Plan B  may have been to use the bare street as a one-block cross country ski trail or have it flooded and used as another outdoor skating rink. We still have a mound of dirt on site to use as a sledding hill if the county ever cuts down the tall weeds and small trees growing on it.
So with Judd Avenue complete, Glencoe can now claim a city “street-to-nowhere” to match our “trail-to-nowhere.” Aren’t we lucky?
That goes hand-in-hand with Glencoe’s theme of being the “stop sign capitol of the state.” Ever notice that stop signs have a habit of popping up where least expected?
Now after years of being a straight shot on 11th Street from Pryor Avenue east to Union Avenue, we now have a stop sign on that stretch at Stevens Avenue. Didn’t even know there was a Stevens Avenue? Or Queen Avenue for that matter?
Haven’t noticed the new stop signs? Well, you probably blew through them like so many of us.
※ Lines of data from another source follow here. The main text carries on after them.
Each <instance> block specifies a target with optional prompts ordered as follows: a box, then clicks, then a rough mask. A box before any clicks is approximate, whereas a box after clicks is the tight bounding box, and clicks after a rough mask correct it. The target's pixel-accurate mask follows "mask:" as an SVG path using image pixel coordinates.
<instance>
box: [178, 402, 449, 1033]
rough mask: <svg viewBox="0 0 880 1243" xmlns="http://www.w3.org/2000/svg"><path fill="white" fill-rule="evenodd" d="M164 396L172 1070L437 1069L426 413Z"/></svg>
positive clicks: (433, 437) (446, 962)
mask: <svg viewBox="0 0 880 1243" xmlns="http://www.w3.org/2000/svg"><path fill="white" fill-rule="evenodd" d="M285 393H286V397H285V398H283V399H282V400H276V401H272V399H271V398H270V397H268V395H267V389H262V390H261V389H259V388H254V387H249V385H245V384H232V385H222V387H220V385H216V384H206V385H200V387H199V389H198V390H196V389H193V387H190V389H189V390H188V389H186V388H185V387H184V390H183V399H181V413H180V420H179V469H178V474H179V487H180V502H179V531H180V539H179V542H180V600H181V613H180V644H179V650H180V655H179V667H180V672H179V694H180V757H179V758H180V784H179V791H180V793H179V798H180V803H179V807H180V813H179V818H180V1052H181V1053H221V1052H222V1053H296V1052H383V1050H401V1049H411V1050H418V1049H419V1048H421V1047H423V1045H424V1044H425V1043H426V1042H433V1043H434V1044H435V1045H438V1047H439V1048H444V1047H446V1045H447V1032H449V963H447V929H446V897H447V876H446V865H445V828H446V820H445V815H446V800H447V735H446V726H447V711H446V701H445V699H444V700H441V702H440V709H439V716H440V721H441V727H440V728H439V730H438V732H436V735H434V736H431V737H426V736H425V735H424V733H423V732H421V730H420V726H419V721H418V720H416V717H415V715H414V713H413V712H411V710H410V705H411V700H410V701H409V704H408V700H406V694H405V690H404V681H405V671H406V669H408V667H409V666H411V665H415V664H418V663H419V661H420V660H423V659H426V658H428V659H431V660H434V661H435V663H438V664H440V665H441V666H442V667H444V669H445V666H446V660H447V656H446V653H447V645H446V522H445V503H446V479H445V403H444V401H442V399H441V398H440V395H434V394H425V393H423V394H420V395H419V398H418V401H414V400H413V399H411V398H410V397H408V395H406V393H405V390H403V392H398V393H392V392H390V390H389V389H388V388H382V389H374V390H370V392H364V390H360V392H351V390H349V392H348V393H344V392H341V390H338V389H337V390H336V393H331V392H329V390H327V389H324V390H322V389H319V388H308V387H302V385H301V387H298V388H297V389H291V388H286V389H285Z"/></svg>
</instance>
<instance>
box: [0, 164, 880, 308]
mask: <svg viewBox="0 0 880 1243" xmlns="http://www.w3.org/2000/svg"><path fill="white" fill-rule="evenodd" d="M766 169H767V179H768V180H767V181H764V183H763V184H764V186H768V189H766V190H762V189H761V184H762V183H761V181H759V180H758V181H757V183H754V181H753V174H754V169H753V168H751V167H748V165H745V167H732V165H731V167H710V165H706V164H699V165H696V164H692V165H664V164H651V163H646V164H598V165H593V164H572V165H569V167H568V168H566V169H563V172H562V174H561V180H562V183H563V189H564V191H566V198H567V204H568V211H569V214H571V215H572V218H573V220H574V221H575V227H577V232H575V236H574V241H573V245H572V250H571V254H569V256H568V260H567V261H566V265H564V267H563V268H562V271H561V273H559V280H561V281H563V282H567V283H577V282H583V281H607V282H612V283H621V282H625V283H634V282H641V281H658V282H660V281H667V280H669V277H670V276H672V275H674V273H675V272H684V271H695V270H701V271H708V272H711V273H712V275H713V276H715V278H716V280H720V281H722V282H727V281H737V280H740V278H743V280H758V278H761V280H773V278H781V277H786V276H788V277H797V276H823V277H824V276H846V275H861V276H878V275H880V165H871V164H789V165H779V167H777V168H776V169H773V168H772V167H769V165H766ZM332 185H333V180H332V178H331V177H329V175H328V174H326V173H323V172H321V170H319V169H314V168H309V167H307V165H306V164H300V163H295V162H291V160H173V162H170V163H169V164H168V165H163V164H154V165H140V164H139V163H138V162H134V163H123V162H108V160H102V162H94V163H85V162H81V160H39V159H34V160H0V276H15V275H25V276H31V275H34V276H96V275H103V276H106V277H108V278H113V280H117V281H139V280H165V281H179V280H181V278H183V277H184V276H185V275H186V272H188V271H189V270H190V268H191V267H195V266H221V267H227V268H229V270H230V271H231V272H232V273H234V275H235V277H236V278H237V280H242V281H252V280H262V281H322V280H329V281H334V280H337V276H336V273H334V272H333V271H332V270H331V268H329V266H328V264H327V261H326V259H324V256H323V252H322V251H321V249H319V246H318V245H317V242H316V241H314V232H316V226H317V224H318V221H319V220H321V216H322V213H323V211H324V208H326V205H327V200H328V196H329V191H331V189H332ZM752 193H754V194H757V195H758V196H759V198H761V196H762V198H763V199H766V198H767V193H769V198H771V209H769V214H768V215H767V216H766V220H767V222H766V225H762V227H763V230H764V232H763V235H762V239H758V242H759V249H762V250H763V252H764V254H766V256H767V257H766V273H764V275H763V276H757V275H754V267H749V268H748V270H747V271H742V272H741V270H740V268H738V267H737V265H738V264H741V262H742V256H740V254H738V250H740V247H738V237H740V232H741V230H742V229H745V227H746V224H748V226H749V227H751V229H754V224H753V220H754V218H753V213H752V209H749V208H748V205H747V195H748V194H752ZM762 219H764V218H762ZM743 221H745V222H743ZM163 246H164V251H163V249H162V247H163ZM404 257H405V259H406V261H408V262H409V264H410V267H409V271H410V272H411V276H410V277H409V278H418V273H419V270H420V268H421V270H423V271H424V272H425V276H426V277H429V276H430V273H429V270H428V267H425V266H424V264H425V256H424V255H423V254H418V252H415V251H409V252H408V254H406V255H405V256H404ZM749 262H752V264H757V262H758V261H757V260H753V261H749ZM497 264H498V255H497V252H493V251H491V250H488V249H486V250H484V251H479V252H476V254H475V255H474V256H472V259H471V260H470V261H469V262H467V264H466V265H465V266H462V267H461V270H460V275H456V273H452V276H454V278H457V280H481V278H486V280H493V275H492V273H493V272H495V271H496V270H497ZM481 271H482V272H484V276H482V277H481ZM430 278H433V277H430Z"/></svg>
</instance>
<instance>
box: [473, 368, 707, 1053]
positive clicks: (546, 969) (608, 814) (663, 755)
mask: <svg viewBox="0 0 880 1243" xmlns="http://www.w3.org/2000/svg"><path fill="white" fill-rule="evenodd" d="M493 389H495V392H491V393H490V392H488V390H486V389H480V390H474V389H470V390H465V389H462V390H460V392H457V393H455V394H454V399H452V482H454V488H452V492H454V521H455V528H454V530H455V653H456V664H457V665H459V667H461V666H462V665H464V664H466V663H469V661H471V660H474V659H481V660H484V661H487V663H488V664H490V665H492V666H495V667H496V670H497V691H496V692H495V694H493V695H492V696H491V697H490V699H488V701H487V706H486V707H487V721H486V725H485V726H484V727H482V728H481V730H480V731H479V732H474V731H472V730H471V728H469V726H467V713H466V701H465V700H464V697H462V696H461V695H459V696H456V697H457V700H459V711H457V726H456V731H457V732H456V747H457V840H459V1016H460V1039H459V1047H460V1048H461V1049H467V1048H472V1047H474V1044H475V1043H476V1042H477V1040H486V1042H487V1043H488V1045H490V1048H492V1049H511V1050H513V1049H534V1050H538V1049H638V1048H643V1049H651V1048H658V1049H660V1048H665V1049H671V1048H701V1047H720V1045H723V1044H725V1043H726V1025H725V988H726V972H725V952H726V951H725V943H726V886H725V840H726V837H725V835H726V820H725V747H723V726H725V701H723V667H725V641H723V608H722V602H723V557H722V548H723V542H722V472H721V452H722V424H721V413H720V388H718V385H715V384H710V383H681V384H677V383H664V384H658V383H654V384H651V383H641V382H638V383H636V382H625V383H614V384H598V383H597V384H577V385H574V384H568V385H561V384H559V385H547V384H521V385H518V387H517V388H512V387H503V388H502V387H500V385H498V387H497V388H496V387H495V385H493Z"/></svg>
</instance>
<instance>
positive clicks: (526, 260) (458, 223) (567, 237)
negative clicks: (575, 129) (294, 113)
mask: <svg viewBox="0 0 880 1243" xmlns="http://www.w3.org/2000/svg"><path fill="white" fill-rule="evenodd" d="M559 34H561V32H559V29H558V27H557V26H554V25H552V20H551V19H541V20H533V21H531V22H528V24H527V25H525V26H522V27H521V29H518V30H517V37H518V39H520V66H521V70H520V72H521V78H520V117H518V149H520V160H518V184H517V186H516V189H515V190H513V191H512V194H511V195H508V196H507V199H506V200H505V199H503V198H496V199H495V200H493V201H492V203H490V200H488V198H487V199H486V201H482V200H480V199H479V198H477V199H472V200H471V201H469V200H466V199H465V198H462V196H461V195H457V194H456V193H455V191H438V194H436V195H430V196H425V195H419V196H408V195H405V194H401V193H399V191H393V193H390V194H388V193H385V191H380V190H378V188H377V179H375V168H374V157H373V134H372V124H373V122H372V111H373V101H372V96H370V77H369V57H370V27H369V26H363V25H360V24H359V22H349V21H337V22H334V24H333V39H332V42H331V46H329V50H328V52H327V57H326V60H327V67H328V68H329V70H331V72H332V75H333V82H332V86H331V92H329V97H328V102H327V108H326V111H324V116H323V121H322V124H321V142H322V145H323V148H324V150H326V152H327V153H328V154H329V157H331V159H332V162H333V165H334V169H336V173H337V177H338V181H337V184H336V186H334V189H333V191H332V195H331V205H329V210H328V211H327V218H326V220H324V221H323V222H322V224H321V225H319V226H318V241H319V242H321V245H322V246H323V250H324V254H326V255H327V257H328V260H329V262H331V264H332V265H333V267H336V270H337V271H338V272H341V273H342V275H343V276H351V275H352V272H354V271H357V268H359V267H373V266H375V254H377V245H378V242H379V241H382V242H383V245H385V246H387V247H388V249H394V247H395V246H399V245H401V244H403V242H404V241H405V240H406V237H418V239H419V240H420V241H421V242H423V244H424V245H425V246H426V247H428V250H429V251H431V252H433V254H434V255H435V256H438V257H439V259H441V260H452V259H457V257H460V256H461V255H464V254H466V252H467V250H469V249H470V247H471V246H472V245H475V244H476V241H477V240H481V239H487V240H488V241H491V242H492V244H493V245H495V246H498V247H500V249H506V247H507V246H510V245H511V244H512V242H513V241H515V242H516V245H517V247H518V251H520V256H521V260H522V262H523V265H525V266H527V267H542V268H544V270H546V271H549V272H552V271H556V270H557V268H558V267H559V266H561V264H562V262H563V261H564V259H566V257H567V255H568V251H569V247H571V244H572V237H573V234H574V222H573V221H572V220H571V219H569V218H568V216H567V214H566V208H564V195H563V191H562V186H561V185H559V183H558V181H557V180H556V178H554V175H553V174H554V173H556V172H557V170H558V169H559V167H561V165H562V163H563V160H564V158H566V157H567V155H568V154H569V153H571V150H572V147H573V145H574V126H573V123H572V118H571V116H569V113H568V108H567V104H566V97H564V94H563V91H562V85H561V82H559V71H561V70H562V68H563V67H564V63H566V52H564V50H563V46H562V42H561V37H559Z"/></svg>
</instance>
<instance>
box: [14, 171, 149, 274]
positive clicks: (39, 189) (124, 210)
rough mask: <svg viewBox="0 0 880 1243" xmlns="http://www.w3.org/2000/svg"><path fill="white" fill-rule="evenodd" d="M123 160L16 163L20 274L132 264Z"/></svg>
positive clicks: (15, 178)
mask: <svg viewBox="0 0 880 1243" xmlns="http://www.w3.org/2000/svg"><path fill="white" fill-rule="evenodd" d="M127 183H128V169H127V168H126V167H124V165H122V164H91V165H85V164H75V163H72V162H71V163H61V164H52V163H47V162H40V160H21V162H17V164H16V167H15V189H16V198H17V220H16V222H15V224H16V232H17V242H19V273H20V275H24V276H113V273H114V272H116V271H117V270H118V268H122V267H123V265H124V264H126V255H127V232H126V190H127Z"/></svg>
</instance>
Apparently it just showed up without warning.
Why that three-way intersection needed a two-way stop sign designation is known only to the local stop sign gods. There did not seem to be that much traffic congestion along that stretch of 11th Street, and it seemed to be one of the few remaining stretches without a stop sign every other block.
One aim of the stop signs is to channel motorists to other streets with less signage. But at this rate, there will be no other streets with less signage.
So those traveling the streets of Glencoe, add a few more minutes to your commute through town, unless, of course, you are taking the new “street-to-nowhere.” No stop signs on that one … yet.
Rich Glennie was the editor of The Chronicle for 23 years. He retired Aug. 1, 2014, but still plans to submit an occasional column.